ACCC to large retailers: Stop whining about Amazon
What goes around comes around.
Consumers will like it so retailers can lump it says ACCC chairman Rod Sims in response to complaints about Amazon being bad for competition in Australia.
"Amazon’s entry into Australia will be good for consumers, despite it not being good for some incumbent retailers." he said.
"In competitive markets, there will be winners and losers... some firms prosper while others go out of business. This is a harsh reality... but it is this process that drives innovation, better business practices and lower prices for all Australians."
One of the most outspoken critics has been Gerry Harvey of Harvey Norman, who has a net worth of $1.55 billion according to the BRW Rich List 2014.
"They come in and because of their power in the marketplace they can sell things as loss-leaders to make no money and send everyone broke, then put up the price." he said.
It might be a familiar tactic for Harvey Norman, which may have attempted something similar in 2008 with the failed OFIS stationary stores, all of which were shut down before the end of 2009.
The hypocritical bent of these complaints was not lost on Sims, who said it was "fascinating" that some of the complainants were among "the loudest opponents" of recent changes to Australian competition laws, designed to improve competition in Australia and support small businesses against retail giants.
Amazon was good for consumers even before it launched
Amazon didn't even have to launch in Australia for incumbents to start improving their services.
Once news of Amazon's arrival came, it didn't take long for Australia Post and retailers to suddenly figure out how to offer free shipping on a subscription package. Meanwhile, Woolworths and Coles suddenly decided to accelerate their online pickup and delivery options.
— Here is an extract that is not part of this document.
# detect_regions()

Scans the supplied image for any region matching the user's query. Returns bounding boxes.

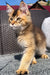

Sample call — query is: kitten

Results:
[7,1,48,75]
And in Harvey Norman's case, the change came as an announcement that it would be matching Amazon's prices.
It looks like the mere thought of extra competition can have large retailers turning on a dime, and suddenly figuring out how to better serve their customers.
Small businesses are having the last laugh
For all their talk about defending Australian jobs, every large Australian retailer only got there by driving out countless small businesses. But despite being a large retailer in its own right, Amazon is undeniably a lot more small-business friendly than just about any large Australian department store.
In other countries, more than 50% of Amazon products sold are retailed through Amazon Marketplace, mostly by small businesses. Australia will be no different.
There's a reason small businesses are warming up to Amazon's arrival. For them, it's an opportunity to finally compete against all the Harvey Normans and other local giants that have been keeping them down.
Plus, it's a lot easier to set up shop on Amazon than it is to start your own store. This low barrier to entry for new businesses will inevitably bring a lot more competition out of the woodwork.
Australia's incumbent large retailers might be more afraid of the upcoming small business competition than they are of Amazon.